# E-cig



## SutterCane (Jan 9, 2009)

Anyone ever tried e-cigarettes? My Aunt and Uncle(heavy smokers) are now using these and say their great. Cheaper than actual smoking tobacco. Just curious.


----------



## FloorCandy (Feb 19, 2009)

What are they? My mom smokes and I don't think she can afford her costly and unhealthy habit. She always has a cig in her mouth, 24/7.


----------



## dan'sgrizz (Oct 22, 2008)

Is there e-pot? Lmao yah that'd be great.


----------



## SutterCane (Jan 9, 2009)

FloorCandy said:


> What are they? My mom smokes and I don't think she can afford her costly and unhealthy habit. She always has a cig in her mouth, 24/7.


 Do a search for e-cigarettes at a search engine.


----------



## velcro (Feb 25, 2009)

i tried the e cigs my friends dad has them. there weird really really weird if ya ask me. but my friends dad loves them


----------



## SutterCane (Jan 9, 2009)

Were they satisfying?


----------



## velcro (Feb 25, 2009)

i didnt think so. it depends if your lookin for a nicotine fix or the taste. me personally, i kinda like the feeling of a mouth full of smoke and the taste. but if your lookin for a quick nic fix then ya they work...i guess...like i sed i wasnt a big fan but hell with the new tax they added i might be switchin. it is a lot cheaper all and all


----------



## SutterCane (Jan 9, 2009)

Right and thats where the logic is for me. However, I do like the smoke too... It's like $100-$150 to get the starter kit. But its cheaper in the long run I believe.


----------



## SutterCane (Jan 9, 2009)

And not as bad for ya.


----------



## velcro (Feb 25, 2009)

uhhh i think it does still have some health issues.from wat i know, which isnt much about it. u stuff it w nicotine. but ur not buring it or sumtin like that. so u got the badness of nicotine but nun of the chems. ya if u like the smoke i would try ur aunts and uncles first. the good thing is they have regular and menthol =) . im a big newport fan


----------



## SutterCane (Jan 9, 2009)

I smoke Newports. That tobacco juice they use in the things doesn't have the 4000 chemicals smoking cigs do. Alot of the harm comes from that.


----------



## velcro (Feb 25, 2009)

suttercain. how much u payin for newports were u live


----------



## SutterCane (Jan 9, 2009)

Here Illinois, its like $45 for a carton.


----------



## Daynes (Feb 18, 2009)

I used to smoke then I quit when I had my kid. Now I if I feel the need to smoke something (usually when having a drink or two) use a Shisha pipe. The "tabacco" is just cured fruit in molasses.


----------



## jbh38 (Apr 26, 2008)

One of my bosses at work uses one. I thought about it, but he uses his mainly at home, but at work he still smokes regular cigarettes. He said it works, but it takes time to take away the want for a plain old cigarette.


----------



## wheezie (Aug 4, 2006)

i dont smoke, a lot of my firnds started rolling there own smoke because of how expensive it is now


----------



## SutterCane (Jan 9, 2009)

SutterCane said:


> Here Illinois, its like $45 for a carton.
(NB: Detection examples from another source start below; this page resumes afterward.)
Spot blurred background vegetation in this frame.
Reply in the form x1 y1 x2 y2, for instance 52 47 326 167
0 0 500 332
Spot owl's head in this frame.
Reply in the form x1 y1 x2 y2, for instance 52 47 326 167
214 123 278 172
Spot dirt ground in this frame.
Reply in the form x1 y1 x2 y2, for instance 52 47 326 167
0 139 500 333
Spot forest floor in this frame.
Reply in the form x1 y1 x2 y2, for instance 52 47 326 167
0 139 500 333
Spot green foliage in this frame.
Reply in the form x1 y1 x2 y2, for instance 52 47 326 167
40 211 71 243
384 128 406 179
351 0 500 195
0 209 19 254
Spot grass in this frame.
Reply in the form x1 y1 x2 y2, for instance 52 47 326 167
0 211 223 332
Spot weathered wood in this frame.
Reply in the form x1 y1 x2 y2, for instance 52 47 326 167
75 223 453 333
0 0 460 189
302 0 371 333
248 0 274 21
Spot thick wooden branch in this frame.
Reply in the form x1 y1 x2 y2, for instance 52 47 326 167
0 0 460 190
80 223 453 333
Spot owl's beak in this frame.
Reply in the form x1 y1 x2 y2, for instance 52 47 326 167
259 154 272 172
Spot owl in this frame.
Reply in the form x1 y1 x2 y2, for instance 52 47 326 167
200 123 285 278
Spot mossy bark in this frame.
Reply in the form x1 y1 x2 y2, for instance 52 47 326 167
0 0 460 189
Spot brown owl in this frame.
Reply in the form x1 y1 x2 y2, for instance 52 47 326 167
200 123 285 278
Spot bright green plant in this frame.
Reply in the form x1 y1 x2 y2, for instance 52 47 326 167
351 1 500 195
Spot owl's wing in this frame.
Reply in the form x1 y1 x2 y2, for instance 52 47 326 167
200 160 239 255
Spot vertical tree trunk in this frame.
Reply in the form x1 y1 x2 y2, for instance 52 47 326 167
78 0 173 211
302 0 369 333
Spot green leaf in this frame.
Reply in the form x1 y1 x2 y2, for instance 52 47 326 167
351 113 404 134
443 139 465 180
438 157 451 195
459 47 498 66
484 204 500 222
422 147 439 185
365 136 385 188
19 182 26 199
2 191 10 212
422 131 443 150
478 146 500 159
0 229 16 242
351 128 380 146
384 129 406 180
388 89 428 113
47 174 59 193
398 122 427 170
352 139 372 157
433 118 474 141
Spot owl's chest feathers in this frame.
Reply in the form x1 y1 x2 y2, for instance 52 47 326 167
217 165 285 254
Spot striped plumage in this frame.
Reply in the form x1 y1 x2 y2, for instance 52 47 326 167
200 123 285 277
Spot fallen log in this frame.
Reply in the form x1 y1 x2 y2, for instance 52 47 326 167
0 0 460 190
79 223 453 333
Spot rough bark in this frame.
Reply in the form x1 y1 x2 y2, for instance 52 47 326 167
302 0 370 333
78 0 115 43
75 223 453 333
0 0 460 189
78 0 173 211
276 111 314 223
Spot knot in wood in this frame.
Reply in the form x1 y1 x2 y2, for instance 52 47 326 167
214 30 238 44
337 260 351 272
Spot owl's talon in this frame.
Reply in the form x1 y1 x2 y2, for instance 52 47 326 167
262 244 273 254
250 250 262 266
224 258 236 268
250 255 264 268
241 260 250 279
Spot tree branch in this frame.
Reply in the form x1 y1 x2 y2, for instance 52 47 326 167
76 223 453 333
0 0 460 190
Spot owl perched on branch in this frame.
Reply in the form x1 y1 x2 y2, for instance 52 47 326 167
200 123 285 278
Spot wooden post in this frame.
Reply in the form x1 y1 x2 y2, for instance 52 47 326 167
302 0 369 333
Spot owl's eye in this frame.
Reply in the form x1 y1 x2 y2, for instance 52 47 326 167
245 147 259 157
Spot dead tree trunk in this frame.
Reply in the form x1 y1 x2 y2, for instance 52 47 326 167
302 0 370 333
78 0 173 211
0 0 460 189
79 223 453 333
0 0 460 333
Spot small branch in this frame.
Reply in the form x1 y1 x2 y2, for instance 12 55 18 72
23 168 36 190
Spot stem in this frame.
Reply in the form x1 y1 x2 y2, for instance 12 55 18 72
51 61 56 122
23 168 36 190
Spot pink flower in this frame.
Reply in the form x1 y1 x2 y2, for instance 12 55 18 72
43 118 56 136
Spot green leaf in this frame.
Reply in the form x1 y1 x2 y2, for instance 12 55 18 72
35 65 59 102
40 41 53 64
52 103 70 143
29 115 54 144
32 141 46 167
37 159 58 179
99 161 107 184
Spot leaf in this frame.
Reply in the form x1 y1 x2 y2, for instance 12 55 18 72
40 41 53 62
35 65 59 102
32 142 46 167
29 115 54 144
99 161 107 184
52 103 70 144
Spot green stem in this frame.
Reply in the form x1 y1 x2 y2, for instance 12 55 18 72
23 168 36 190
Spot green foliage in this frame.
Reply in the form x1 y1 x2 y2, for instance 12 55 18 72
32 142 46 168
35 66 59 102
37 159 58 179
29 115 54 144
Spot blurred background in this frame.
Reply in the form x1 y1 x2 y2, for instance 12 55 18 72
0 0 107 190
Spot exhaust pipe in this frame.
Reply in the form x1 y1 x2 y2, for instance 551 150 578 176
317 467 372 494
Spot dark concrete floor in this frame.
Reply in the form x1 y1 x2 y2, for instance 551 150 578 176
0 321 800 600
 Apparently they are $70. I was wrong. I don't buy the cigs, just smoke(I know, terrible). Also, I've thought about switching to loose tobacco. It is was cheaper, but their kinda nasty. Reminds me off prison too.


----------



## StaffyDaddy (Mar 28, 2009)

wow... 70 is bad. I'm in oklahoma and newports are about 55. Im looking up those E-Cigs now!


----------



## StaffyDaddy (Mar 28, 2009)

ok so.. I looked it up and its 150 for the actual ecig. but how does it replace cigarettes with no nicotine? just curious. it seems like its worth a shot but i'd love to have someone reinforce that? ya know?


----------



## velcro (Feb 25, 2009)

ya in new jersey were payin like 65 or 75i think.dont norm buy carton. haha.jbh38 i agree with ur boss. theyre good but there just not the same.haha


----------



## SutterCane (Jan 9, 2009)

SutterCane said:


> Apparently they are $70. I was wrong. I don't buy the cigs, just smoke(I know, terrible). Also, I've thought about switching to loose tobacco. It is was cheaper, but their kinda nasty. Reminds me off prison too.
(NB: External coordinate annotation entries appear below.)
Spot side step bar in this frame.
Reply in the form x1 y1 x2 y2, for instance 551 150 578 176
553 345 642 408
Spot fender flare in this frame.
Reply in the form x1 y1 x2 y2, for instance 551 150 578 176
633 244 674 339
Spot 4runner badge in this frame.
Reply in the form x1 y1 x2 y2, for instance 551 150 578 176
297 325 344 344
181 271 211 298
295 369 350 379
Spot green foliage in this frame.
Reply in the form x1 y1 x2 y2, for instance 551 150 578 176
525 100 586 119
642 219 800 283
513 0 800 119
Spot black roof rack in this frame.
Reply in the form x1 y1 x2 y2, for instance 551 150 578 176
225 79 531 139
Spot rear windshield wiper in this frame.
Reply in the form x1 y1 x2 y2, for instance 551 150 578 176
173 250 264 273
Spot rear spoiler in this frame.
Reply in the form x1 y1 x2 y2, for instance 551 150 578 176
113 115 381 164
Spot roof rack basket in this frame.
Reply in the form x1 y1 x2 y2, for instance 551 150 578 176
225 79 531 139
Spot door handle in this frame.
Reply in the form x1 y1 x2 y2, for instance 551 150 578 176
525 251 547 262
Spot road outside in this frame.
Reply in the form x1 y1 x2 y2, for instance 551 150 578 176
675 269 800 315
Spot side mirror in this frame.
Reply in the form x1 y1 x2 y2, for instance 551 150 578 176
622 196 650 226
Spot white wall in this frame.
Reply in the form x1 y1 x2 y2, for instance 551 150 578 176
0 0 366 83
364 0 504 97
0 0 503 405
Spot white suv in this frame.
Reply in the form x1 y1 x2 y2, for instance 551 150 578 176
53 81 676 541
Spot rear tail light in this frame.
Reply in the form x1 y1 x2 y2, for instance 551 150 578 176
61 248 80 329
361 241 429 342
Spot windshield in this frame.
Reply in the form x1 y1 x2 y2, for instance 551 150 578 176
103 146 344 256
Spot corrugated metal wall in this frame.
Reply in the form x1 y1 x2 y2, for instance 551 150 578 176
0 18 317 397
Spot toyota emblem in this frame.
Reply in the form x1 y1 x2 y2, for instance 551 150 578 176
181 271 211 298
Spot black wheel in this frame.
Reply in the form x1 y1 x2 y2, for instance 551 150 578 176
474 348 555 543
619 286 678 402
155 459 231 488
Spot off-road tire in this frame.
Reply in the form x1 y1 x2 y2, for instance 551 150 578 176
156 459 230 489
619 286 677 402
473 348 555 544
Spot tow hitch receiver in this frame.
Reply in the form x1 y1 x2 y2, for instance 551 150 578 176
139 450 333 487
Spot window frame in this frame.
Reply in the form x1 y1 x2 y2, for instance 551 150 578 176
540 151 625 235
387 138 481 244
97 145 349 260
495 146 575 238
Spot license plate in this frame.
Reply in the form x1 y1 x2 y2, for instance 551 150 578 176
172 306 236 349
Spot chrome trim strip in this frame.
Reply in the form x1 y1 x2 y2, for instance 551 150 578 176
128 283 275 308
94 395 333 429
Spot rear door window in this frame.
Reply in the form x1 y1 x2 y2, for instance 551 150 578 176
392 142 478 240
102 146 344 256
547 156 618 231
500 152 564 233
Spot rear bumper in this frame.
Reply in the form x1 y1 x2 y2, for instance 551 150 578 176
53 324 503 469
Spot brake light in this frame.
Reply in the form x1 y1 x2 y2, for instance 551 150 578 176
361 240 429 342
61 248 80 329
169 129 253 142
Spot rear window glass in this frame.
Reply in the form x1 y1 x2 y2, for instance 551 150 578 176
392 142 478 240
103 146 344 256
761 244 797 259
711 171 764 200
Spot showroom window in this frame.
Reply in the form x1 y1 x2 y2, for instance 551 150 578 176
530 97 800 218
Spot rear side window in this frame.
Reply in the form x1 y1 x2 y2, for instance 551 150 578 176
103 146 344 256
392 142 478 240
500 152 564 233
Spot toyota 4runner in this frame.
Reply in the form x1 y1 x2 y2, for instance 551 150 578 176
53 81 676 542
Completely wrong about this price-they are $52.00


----------



## SutterCane (Jan 9, 2009)

StaffyDaddy said:


> ok so.. I looked it up and its 150 for the actual ecig. but how does it replace cigarettes with no nicotine? just curious. it seems like its worth a shot but i'd love to have someone reinforce that? ya know?
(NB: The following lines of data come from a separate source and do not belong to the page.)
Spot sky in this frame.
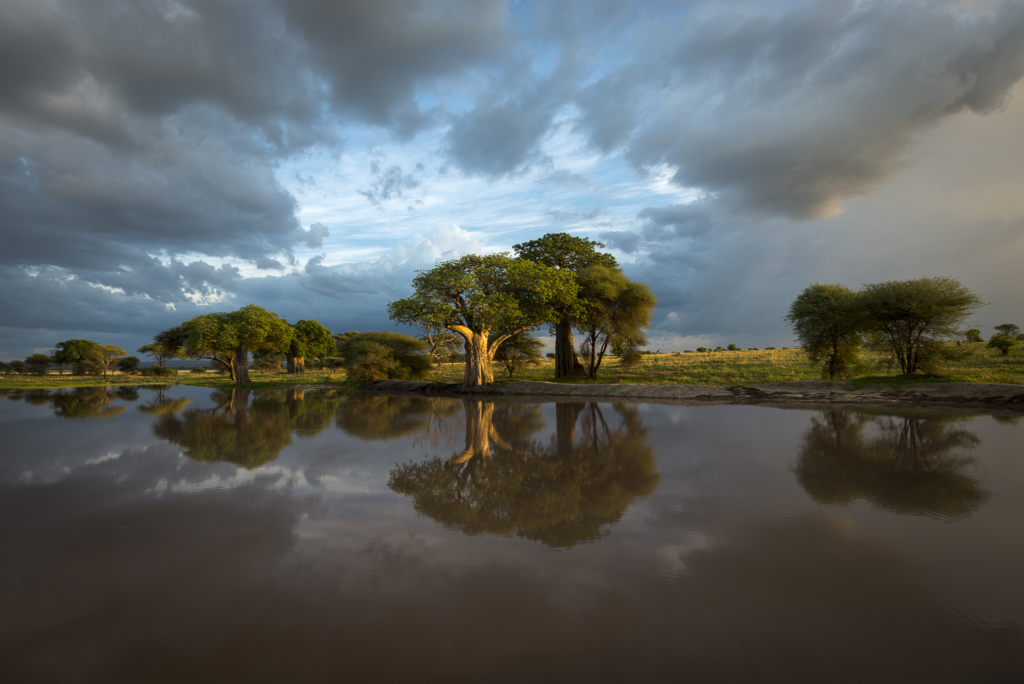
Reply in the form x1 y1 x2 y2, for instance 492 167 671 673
0 0 1024 360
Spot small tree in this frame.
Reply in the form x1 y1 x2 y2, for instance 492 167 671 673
495 333 544 378
338 332 430 383
50 340 96 375
136 326 188 374
182 304 292 385
784 283 865 380
985 335 1017 356
995 323 1021 342
117 356 139 375
577 266 657 380
87 344 127 378
285 320 336 374
25 354 53 375
388 254 579 387
860 277 984 374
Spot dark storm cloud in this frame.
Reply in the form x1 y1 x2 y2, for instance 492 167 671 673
577 2 1024 219
358 162 423 207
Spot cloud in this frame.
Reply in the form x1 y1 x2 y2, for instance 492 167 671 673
577 0 1024 220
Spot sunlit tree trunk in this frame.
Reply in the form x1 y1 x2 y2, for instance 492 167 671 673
555 316 584 378
462 331 495 387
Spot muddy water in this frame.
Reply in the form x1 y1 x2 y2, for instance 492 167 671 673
0 387 1024 683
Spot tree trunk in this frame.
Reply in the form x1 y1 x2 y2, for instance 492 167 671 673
234 346 252 385
462 331 495 387
555 316 585 378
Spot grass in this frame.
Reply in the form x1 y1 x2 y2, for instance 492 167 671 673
0 344 1024 390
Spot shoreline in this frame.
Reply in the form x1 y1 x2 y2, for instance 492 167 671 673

 You put liquid nicotine cartidges in em. They vaporize it, so no smoke, just nicotine vapor.


----------



## Bryanne (Apr 29, 2009)

Me and my boyfriend have been talking about switching to e-cigs. He found them on e-bay for like $30. You should try a couple places like that before buying. Ryan's co-worker uses one and he loves it. He says it has helped him cut down on smoking.


----------



## MYPITPEESFARTHERTHANYOURS (May 1, 2009)

dan'sgrizz said:


> Is there e-pot? Lmao yah that'd be great.


That is too damn funny


----------